Возвели крыши, но строительные работы остановила весна, распорядившаяся приступить к работам по поднятию целины, корчеванию пней и подготовке пашни под посев. В первую весну засеяли две десятины пшеницы и десятину овса. Пашни было поднято уже втрое больше, чем у них имелось под Полтавой. С посевной, не сбавляя оборотов, перестроились на сенокосную страду, где бригада косарей в пять литовок работала споро и управилась довольно быстро. Одна забота сменялась другой, но каждая была в радость, все дела удавались по задумке.

 Не успели оглянуться, как подошла уборочная. Хлеб убирали вручную, серпами да косой, оборудованной «грабками», косыми зубьями в виде грабель,  но пшеница удалась на славу, за сто пудов с десятины. Овес и овощи тоже не подкачали. Для молотьбы хлеб сушили в овинах. Хозяйство прибавлялось. Еще весной отелилась корова. Глядя на нее, ожеребилась кобылица Савраска.  Купили пару овец. К осени выкормили двух поросят и подняли еще пару десятин целины. Принялись за достройку домов, поставили на усадьбе деревянные козлы и начали резать продольной пилой плахи и тес на полы и потолки. Несмотря на все старания, дома к зиме достроить не удалось. Оставили их на усадку, а сами вторую зимовку встречали в обжитой землянке.

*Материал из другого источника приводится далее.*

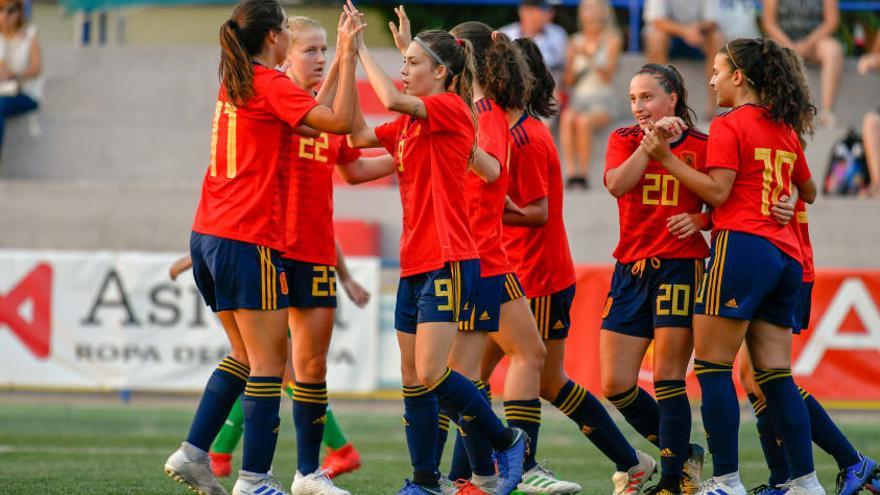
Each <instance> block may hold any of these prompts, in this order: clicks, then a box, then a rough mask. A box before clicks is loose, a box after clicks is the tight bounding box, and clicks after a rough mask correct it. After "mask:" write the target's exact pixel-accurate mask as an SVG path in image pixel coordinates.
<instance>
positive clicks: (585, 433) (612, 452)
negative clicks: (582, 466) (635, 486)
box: [553, 380, 639, 471]
mask: <svg viewBox="0 0 880 495" xmlns="http://www.w3.org/2000/svg"><path fill="white" fill-rule="evenodd" d="M553 405H554V406H556V407H557V408H558V409H559V410H560V411H562V413H563V414H565V415H566V416H568V417H569V418H570V419H571V420H572V421H574V422H575V424H577V425H578V428H580V430H581V433H583V434H584V435H586V437H587V438H589V439H590V441H591V442H593V445H595V446H596V448H598V449H599V451H601V452H602V453H603V454H605V457H608V458H609V459H611V462H613V463H614V465H615V466H616V469H617V470H618V471H627V470H629V468H631V467H633V466H635V465H636V464H638V463H639V459H638V457H637V456H636V451H635V449H633V447H632V445H630V444H629V442H628V441H627V440H626V437H624V436H623V433H621V432H620V429H619V428H617V425H615V424H614V421H613V420H612V419H611V416H609V415H608V411H606V410H605V407H604V406H603V405H602V403H601V402H599V399H597V398H596V397H595V396H594V395H593V394H591V393H589V392H587V390H586V389H585V388H584V387H581V386H580V385H578V384H577V383H575V382H573V381H571V380H569V381H568V382H567V383H566V384H565V385H563V386H562V389H560V390H559V393H558V394H556V399H555V400H554V401H553Z"/></svg>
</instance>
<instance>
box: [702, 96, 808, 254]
mask: <svg viewBox="0 0 880 495" xmlns="http://www.w3.org/2000/svg"><path fill="white" fill-rule="evenodd" d="M706 167H707V168H710V169H711V168H726V169H730V170H733V171H735V172H736V179H735V180H734V182H733V188H732V189H731V191H730V196H729V197H728V198H727V201H725V202H724V204H723V205H721V206H719V207H718V208H716V209H715V210H713V211H712V223H713V225H714V227H713V228H714V229H715V230H734V231H739V232H746V233H749V234H754V235H758V236H761V237H763V238H765V239H767V240H768V241H770V242H772V243H773V244H774V245H775V246H776V247H778V248H779V249H781V250H782V252H784V253H786V254H788V255H789V256H791V257H792V258H794V259H796V260H798V261H799V262H801V263H803V257H802V256H801V248H800V243H799V242H798V239H797V237H796V236H795V233H794V230H793V229H791V228H789V227H788V226H787V225H780V224H779V223H778V222H776V220H775V219H774V218H773V216H772V214H771V211H770V208H771V207H772V206H773V203H775V202H776V201H778V200H779V198H780V197H781V196H783V195H784V196H791V189H792V182H794V183H795V184H801V183H803V182H806V181H807V180H808V179H809V178H810V169H809V168H807V160H806V159H805V158H804V151H803V148H802V147H801V143H800V141H799V140H798V136H797V134H796V133H795V132H794V130H792V129H791V128H790V127H788V126H787V125H785V124H780V123H777V122H774V121H772V120H770V119H769V118H768V117H767V116H766V115H765V108H764V107H761V106H757V105H742V106H739V107H737V108H735V109H733V110H731V111H729V112H727V113H726V114H724V115H721V116H719V117H717V118H716V119H715V120H713V121H712V126H711V128H710V130H709V148H708V152H707V158H706Z"/></svg>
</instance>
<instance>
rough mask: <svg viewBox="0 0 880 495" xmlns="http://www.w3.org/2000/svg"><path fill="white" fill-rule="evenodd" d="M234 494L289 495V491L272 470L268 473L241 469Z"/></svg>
mask: <svg viewBox="0 0 880 495" xmlns="http://www.w3.org/2000/svg"><path fill="white" fill-rule="evenodd" d="M232 495H287V492H286V491H284V486H282V485H281V483H279V482H278V480H276V479H275V477H273V476H272V473H271V471H270V472H268V473H266V474H257V473H249V472H247V471H239V473H238V480H237V481H236V482H235V486H233V487H232Z"/></svg>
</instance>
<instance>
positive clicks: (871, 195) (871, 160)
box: [858, 33, 880, 198]
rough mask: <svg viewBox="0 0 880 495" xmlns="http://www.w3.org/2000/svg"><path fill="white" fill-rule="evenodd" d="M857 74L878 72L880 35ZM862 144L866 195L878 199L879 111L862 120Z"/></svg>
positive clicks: (874, 37)
mask: <svg viewBox="0 0 880 495" xmlns="http://www.w3.org/2000/svg"><path fill="white" fill-rule="evenodd" d="M858 69H859V74H863V75H864V74H867V73H868V71H872V70H876V71H880V33H876V34H875V35H874V45H873V47H872V48H871V52H870V53H867V54H865V55H862V56H861V57H860V58H859V65H858ZM862 144H863V145H864V147H865V161H866V162H867V164H868V174H869V176H870V178H871V182H870V184H869V187H868V195H869V196H872V197H875V198H877V197H880V109H877V110H874V111H872V112H868V113H866V114H865V117H864V119H863V120H862Z"/></svg>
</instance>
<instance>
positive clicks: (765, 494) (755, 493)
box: [749, 483, 785, 495]
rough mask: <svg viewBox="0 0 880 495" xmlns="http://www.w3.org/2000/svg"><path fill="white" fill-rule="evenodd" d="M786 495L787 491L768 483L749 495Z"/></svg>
mask: <svg viewBox="0 0 880 495" xmlns="http://www.w3.org/2000/svg"><path fill="white" fill-rule="evenodd" d="M784 493H785V490H784V489H783V488H781V487H778V486H773V485H770V484H768V483H765V484H763V485H758V486H756V487H754V488H752V489H751V490H749V495H783V494H784Z"/></svg>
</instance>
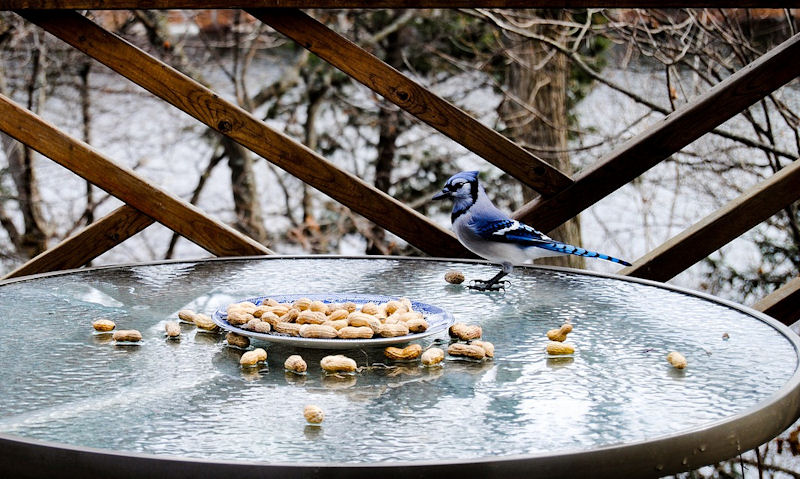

Деревня вырастала на загляденье; улицы широкие, свободные, со своеобразным уютом в расположении – без  прямых линий и острых углов. В центе села – основные объекты правления и общественного значения. Здесь же, в центре, другое озеро, Шишкино, много меньшее Большого.
По настоянию Степана, Иван с молодой женой перебрались в город, где глава семьи устроился кучером в торговом доме «Кунст и Ламбертс», а Татьяна – горничной в доме богатого золотопромышленника Щедрина. Какое-то время Иван отбывал в Харбине, выполняя задания Степана в торговых делах. Только не прижилась деревенская семья в суетной  толкотне, не пришлась крестьянской  душе городская жизнь, и вскоре молодожены вернулись в родную Успеновку.
***
Зимой 1895 года сыграли свадьбу третьему сыну, Давиду, с давней избранницей Парасей, в свое время познавшей лиха со злой мачехой. На день свадьбы Парасе было восемнадцать лет, и их любовь с Давидом стала единственной на всю жизнь, сулившей молодым безмерное и непреходящее счастье, был бы Господь Бог благосклонен к своим праведникам. От умершей маменьки остался Прасковье сундучок, которым она очень дорожила. Он и был ей приданым.  Молодожены в радости и согласии остались жить вместе с родителями, вели хлебопашество, разводили скотину. Осенью Давид нагружал пару подвод и отправлялся в Благовещенск на продажу картофеля и забитых поросят. Перед домом Давид подсадил грушу, которой здешний климат подошел лучше некуда. Отросла она, набрала силу плодовую и такой щедрой оказалась на вкус и урожай, что сельчане вереницами ходили за теми золотистыми плодами. Заходишь, пожалуй, если съесть такую грушу, что чашку меда выпить. А  пчелы-то вились во цвету дерева! Поднимали качество меда.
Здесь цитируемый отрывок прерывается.